Unfortunately, the resulting prodsimplicial complexes grow quickly in both dimension and the occurences of shared resources. I shall sketch ongoing work with K. Ziemianski that attempts to find smaller homotopy equivalent simplicial complexes via suitable homotopy decompositions of trace spaces.
A Geometrical Interpretation of Asynchronous Computability
The purpose of this talk will be to present comparison between different models of computation in distributed computing. Starting from the operational semantics of asynchronous scan/update computations, I will introduce well known models such as the protocol complexes, used by Herlihy and Shavit to show impossibility results or the directed algebraic approach, used for studying deadlocks and scheduling. I will then explain how to establish a bridge between these approaches.

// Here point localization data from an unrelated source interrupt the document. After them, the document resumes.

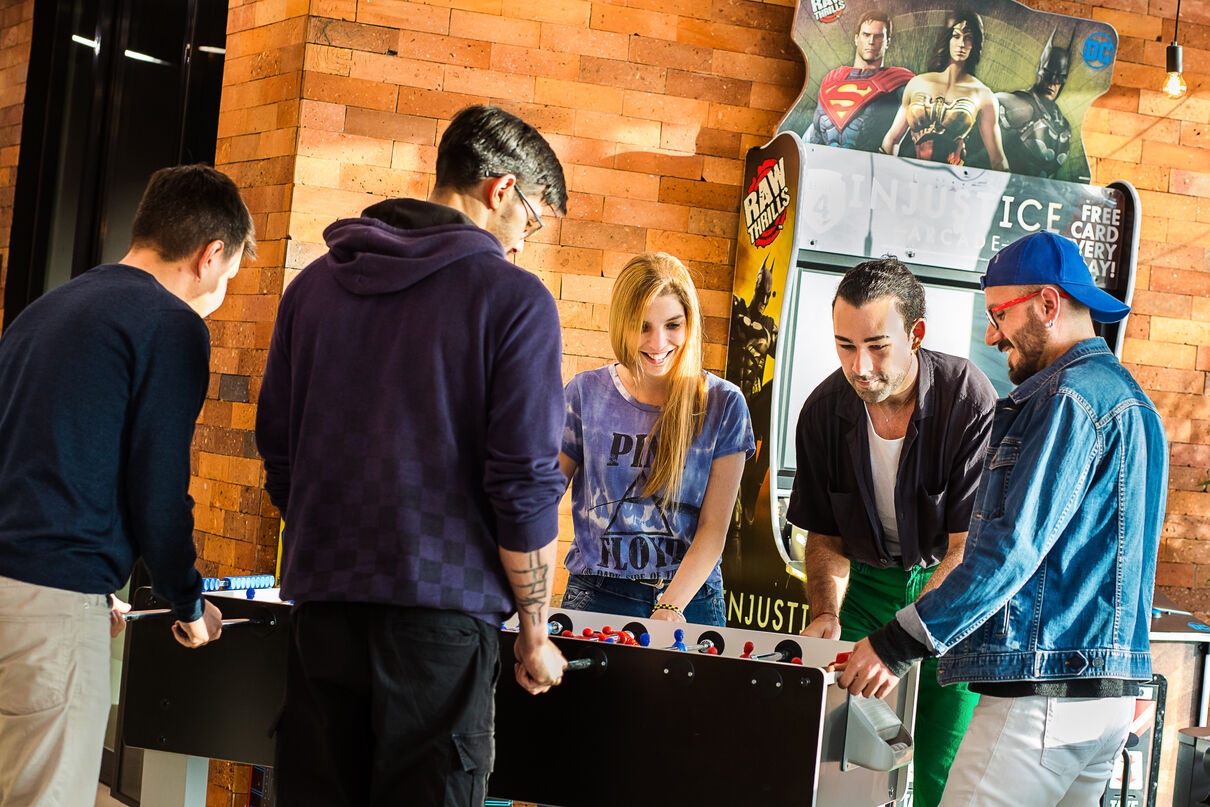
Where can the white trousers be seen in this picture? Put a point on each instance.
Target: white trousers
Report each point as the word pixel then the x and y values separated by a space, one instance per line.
pixel 53 695
pixel 1038 751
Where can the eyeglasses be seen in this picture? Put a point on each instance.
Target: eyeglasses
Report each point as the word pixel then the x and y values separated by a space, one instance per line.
pixel 533 220
pixel 992 312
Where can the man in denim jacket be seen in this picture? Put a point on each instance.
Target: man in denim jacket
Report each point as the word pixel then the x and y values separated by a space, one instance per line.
pixel 1048 614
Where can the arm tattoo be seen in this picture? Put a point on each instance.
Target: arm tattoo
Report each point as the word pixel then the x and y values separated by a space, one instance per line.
pixel 530 587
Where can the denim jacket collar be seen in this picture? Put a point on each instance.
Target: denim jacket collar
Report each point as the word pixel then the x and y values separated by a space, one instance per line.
pixel 1079 350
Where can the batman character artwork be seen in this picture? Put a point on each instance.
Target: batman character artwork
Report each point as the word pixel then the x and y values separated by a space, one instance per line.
pixel 1037 137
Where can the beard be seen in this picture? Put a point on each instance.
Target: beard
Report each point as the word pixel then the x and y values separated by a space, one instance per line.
pixel 1030 344
pixel 883 385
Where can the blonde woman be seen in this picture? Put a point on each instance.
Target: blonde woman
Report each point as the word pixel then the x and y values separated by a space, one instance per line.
pixel 654 448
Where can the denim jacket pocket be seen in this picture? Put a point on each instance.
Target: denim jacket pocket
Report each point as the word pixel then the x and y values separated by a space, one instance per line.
pixel 997 470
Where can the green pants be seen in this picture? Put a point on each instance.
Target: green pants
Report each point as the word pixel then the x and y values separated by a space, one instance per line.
pixel 941 713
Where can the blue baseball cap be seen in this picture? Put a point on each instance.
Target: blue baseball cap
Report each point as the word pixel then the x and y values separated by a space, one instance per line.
pixel 1046 259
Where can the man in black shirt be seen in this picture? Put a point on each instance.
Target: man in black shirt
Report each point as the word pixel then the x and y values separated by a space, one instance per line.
pixel 889 451
pixel 101 384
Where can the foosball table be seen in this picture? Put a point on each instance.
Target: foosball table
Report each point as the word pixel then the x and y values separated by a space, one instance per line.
pixel 649 712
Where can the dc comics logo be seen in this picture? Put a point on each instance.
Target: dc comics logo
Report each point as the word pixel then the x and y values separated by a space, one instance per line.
pixel 1098 51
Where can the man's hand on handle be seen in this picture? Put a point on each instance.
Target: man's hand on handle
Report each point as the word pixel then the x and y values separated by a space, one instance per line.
pixel 200 632
pixel 539 662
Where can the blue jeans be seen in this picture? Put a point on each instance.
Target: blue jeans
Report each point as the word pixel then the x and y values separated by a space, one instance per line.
pixel 634 599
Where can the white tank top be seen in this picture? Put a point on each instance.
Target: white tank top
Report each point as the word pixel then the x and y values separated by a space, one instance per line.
pixel 885 468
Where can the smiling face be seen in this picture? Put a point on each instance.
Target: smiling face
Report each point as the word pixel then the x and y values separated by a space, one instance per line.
pixel 1019 333
pixel 962 41
pixel 661 335
pixel 876 352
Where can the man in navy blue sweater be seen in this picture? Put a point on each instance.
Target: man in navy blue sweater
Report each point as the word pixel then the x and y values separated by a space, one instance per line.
pixel 409 421
pixel 101 384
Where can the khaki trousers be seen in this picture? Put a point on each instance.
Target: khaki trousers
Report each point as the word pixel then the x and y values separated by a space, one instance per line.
pixel 53 695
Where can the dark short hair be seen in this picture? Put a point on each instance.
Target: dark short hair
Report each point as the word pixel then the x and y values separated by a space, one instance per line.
pixel 874 15
pixel 484 140
pixel 940 56
pixel 186 207
pixel 883 277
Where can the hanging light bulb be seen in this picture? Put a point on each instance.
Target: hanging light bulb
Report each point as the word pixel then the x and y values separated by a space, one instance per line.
pixel 1174 85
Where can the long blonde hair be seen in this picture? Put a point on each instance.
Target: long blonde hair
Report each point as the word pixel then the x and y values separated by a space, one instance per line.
pixel 644 278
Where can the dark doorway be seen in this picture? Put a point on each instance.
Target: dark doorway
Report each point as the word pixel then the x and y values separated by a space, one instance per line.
pixel 115 90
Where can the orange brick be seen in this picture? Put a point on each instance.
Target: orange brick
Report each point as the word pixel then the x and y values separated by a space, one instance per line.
pixel 1129 24
pixel 646 214
pixel 356 92
pixel 773 97
pixel 690 247
pixel 415 101
pixel 487 82
pixel 344 148
pixel 444 50
pixel 312 171
pixel 356 36
pixel 660 52
pixel 586 343
pixel 493 28
pixel 610 127
pixel 737 39
pixel 1113 147
pixel 666 165
pixel 713 223
pixel 376 124
pixel 321 115
pixel 575 94
pixel 754 15
pixel 404 15
pixel 698 194
pixel 787 71
pixel 599 235
pixel 633 21
pixel 528 61
pixel 615 73
pixel 387 70
pixel 1156 353
pixel 1191 108
pixel 1191 182
pixel 586 288
pixel 382 183
pixel 416 159
pixel 570 39
pixel 585 150
pixel 725 172
pixel 547 119
pixel 609 182
pixel 646 105
pixel 741 119
pixel 564 259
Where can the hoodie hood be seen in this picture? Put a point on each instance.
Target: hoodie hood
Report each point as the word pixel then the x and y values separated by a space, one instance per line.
pixel 399 242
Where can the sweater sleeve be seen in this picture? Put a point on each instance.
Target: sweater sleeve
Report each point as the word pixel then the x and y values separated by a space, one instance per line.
pixel 165 404
pixel 274 413
pixel 525 421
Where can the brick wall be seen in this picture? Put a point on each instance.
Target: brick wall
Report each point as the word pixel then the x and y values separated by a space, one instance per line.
pixel 332 104
pixel 16 33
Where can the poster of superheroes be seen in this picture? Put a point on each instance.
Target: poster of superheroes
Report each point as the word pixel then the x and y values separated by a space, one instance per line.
pixel 989 85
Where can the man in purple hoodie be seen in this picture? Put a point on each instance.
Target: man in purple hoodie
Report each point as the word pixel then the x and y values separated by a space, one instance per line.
pixel 409 421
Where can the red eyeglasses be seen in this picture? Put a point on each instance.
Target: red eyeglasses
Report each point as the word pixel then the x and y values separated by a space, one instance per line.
pixel 992 312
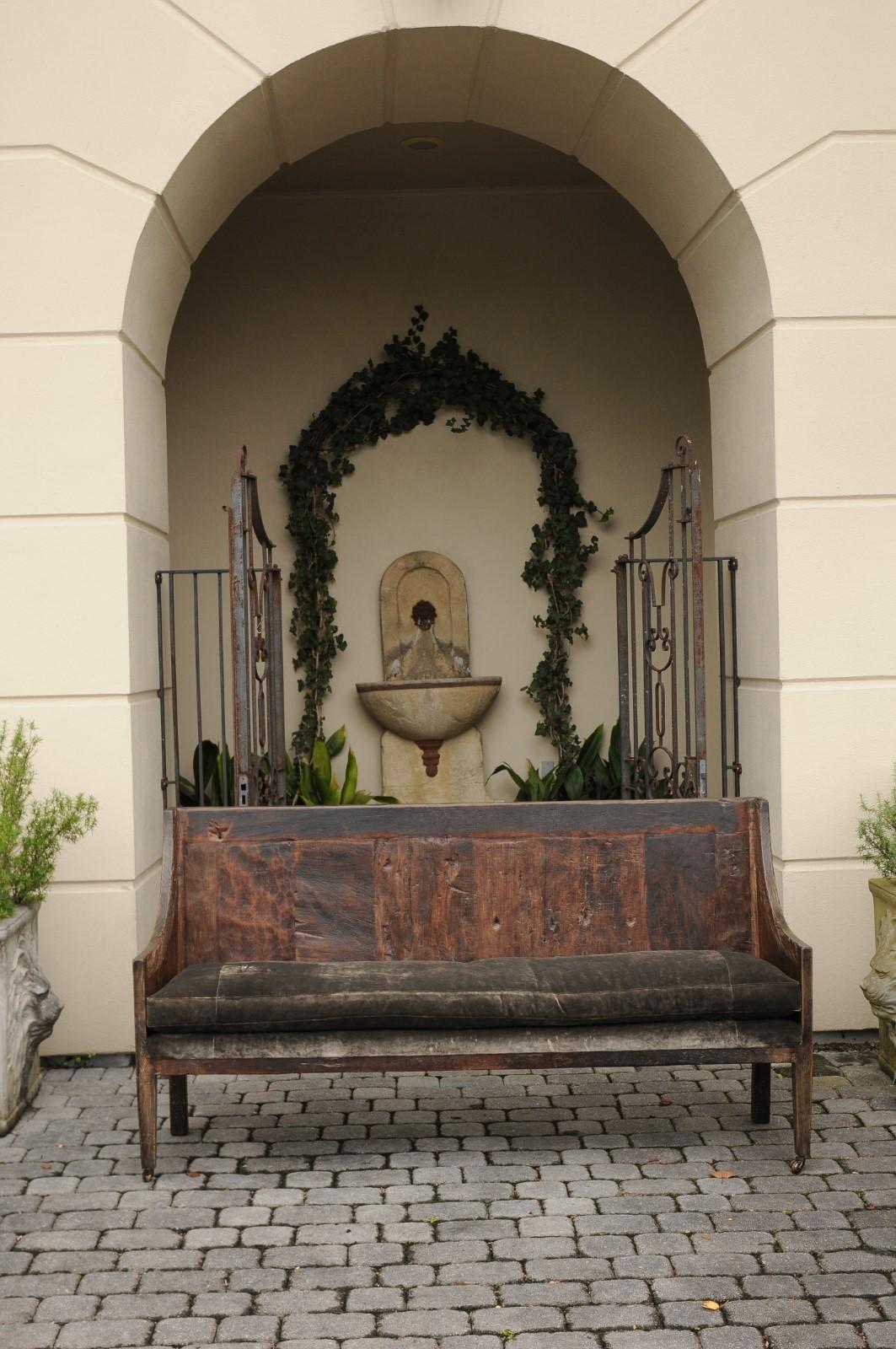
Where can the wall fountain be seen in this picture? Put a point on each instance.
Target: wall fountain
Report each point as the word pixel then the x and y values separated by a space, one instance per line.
pixel 428 703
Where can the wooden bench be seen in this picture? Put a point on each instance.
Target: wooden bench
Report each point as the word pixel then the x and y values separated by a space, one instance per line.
pixel 459 937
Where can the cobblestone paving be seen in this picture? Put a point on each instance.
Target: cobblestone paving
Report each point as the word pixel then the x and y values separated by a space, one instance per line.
pixel 568 1211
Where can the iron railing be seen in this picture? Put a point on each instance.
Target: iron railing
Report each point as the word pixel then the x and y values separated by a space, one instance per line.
pixel 663 652
pixel 172 634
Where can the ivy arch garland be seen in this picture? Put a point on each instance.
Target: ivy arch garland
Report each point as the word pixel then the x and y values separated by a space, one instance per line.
pixel 405 390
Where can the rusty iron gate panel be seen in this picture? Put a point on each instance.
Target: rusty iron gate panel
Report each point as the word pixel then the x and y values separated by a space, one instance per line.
pixel 260 742
pixel 249 665
pixel 662 647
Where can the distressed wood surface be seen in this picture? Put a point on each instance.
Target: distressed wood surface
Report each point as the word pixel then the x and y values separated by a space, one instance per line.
pixel 555 880
pixel 460 883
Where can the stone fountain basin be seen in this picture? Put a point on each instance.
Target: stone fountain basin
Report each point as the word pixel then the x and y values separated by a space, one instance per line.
pixel 429 710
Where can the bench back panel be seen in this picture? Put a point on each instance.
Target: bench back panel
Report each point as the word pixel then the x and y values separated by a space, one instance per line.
pixel 463 883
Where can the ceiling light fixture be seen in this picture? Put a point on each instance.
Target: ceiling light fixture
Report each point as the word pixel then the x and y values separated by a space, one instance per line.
pixel 422 143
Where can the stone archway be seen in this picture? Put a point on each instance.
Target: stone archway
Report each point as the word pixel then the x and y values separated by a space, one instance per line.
pixel 115 195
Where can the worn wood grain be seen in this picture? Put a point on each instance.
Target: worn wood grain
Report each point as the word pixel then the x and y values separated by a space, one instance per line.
pixel 255 903
pixel 200 888
pixel 334 901
pixel 460 883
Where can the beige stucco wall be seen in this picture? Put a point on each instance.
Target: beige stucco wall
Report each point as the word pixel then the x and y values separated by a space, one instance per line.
pixel 756 138
pixel 567 290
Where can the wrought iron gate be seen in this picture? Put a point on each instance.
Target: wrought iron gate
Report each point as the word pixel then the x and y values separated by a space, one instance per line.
pixel 662 648
pixel 662 613
pixel 255 660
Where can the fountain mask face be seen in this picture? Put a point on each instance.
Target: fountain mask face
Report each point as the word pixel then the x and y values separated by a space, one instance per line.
pixel 424 614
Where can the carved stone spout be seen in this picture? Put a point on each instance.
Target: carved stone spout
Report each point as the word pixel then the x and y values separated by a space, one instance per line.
pixel 29 1011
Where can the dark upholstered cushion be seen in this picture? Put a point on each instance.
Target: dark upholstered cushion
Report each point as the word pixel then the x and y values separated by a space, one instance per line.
pixel 559 991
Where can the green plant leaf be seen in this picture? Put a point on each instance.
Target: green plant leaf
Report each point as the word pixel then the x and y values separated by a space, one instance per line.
pixel 336 742
pixel 505 768
pixel 350 786
pixel 321 771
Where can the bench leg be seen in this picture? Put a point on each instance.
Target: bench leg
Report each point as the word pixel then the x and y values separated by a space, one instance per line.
pixel 802 1089
pixel 761 1093
pixel 148 1115
pixel 179 1121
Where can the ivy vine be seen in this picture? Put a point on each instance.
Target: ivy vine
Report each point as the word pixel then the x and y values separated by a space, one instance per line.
pixel 406 389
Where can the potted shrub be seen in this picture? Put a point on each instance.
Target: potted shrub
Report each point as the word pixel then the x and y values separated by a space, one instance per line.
pixel 877 845
pixel 31 834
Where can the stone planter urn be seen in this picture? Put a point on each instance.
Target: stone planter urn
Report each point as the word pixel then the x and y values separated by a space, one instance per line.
pixel 29 1011
pixel 878 985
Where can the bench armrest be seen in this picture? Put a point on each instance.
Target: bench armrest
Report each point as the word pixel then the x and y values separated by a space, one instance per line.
pixel 159 958
pixel 774 939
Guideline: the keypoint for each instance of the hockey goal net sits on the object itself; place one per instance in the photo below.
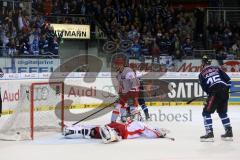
(40, 109)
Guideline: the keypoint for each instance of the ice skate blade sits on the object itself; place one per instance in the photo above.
(227, 139)
(207, 140)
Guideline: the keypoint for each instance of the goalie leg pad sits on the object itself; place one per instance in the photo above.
(108, 134)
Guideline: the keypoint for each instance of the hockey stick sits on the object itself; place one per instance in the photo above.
(195, 98)
(94, 113)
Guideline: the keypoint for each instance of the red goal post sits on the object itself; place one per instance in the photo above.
(32, 99)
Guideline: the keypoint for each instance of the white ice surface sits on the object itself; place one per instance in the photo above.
(186, 146)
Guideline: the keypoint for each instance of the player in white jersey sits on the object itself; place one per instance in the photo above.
(128, 89)
(114, 131)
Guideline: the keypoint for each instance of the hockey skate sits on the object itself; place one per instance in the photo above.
(228, 136)
(209, 137)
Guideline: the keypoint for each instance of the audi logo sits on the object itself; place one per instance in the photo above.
(109, 91)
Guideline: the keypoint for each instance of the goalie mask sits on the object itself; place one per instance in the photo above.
(108, 134)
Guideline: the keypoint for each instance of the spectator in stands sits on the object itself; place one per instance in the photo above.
(11, 48)
(187, 48)
(236, 49)
(55, 46)
(43, 45)
(35, 45)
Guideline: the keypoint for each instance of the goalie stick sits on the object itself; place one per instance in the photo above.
(195, 98)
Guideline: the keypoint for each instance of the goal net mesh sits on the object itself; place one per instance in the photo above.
(39, 109)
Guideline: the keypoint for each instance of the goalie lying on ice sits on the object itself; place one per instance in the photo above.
(114, 131)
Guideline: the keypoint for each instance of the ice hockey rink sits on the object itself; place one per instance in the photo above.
(186, 128)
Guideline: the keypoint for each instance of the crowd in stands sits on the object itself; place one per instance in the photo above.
(23, 34)
(153, 27)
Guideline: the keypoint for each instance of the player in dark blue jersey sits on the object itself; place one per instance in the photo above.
(216, 84)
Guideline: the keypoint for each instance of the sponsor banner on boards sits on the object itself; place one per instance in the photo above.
(72, 31)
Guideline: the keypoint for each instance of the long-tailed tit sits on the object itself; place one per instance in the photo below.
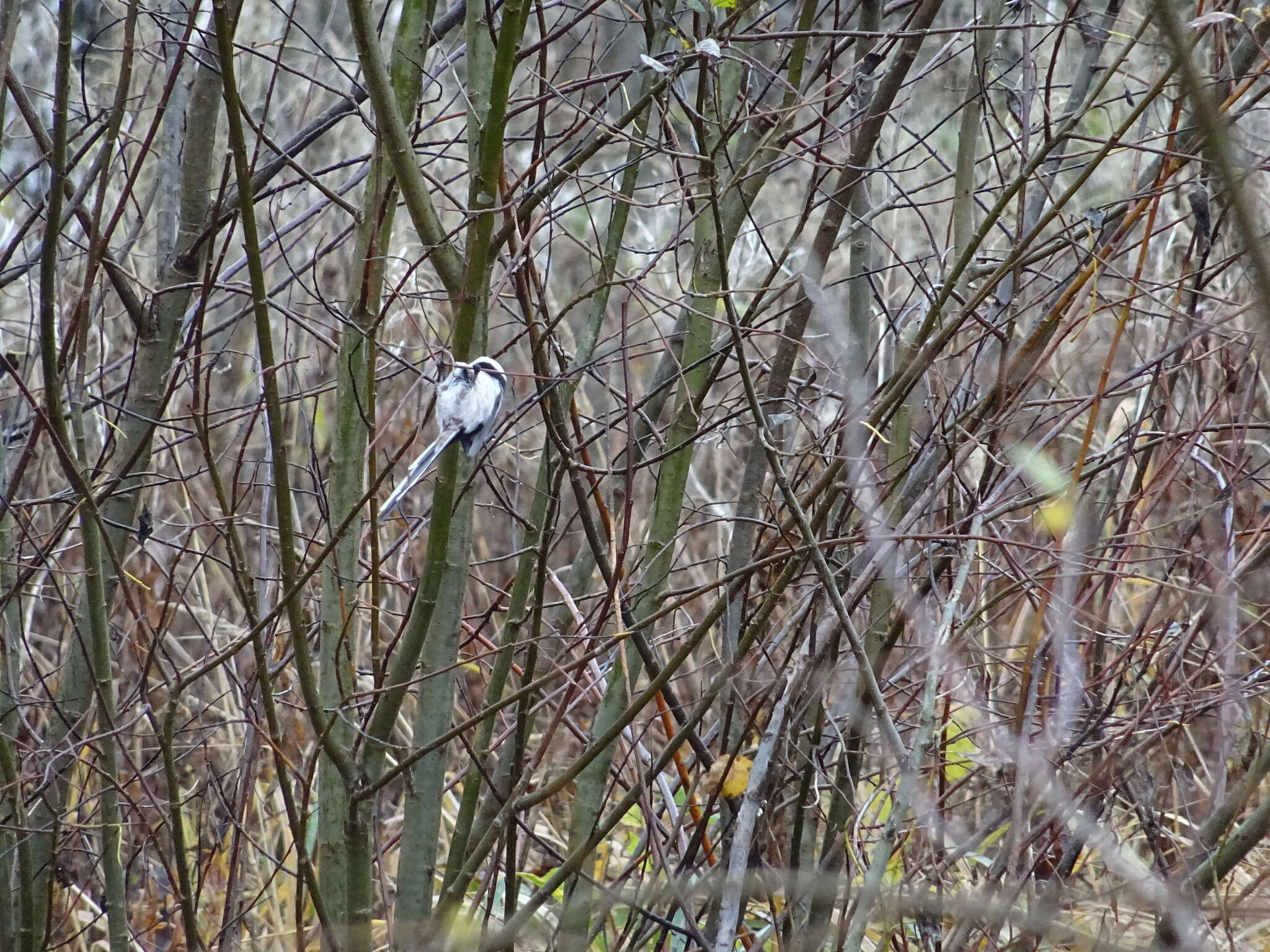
(468, 404)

This is a joint ongoing work with Éric Goubault and Samuel Mimram.
Rob van Glabbeek
Higher Dimensional Automata and Other Models of Concurrency
I will compare the expressiveness of several models of concurrency that could be thought of as formalisations of higher dimensional automata: cubical sets, presheaves over a category of bipointed sets, automata with a predicate on hypercube-shaped subgraphs, labelled step transition systems, and higher dimensional transition systems. A series of counterexamples will illustrate the limitations of each of these models.
Additionally I present results relating higher dimensional automata to ordinary automata, Petri nets, and various kinds of event structures. I compare the expressive power of these models of concurrency based on their ability to represent causal dependence. To this end, I translate these models, in behaviour preserving ways, into a model of higher dimensional automata. In particular, I propose four different translations of Petri nets, corresponding to the four different computational interpretations of nets found in the literature.
I also review various equivalence relations for concurrent systems on higher dimensional automata. These include the history preserving bisimulation, which is the coarsest equivalence that fully respects branching time, causality and their interplay, as well as the ST-bisimulation, a branching time respecting equivalence that takes causality into account to the extent that it is expressible by actions overlapping in time. Through their embeddings in higher dimensional automata, it is well-defined whether members of different models of concurrency are equivalent.
Computing trace spaces of PV-programs
PV-programs are models for parallel computing, where semaphores are used for synchronization of processes. They are a small and simple subclass of higher dimensional automata. I will show that the class of PV-programs is in fact very general - one can realize any finite simplical complex as the execution space of a PV-program. The main technique used in the construction are homotopy decompositions, i.e. presentations of executions spaces of PV-programs as homotopy colimits of simpler spaces, usually the execution spaces of shorter PV-programs. I will present calculations in specific cases, as some programs with a single resource.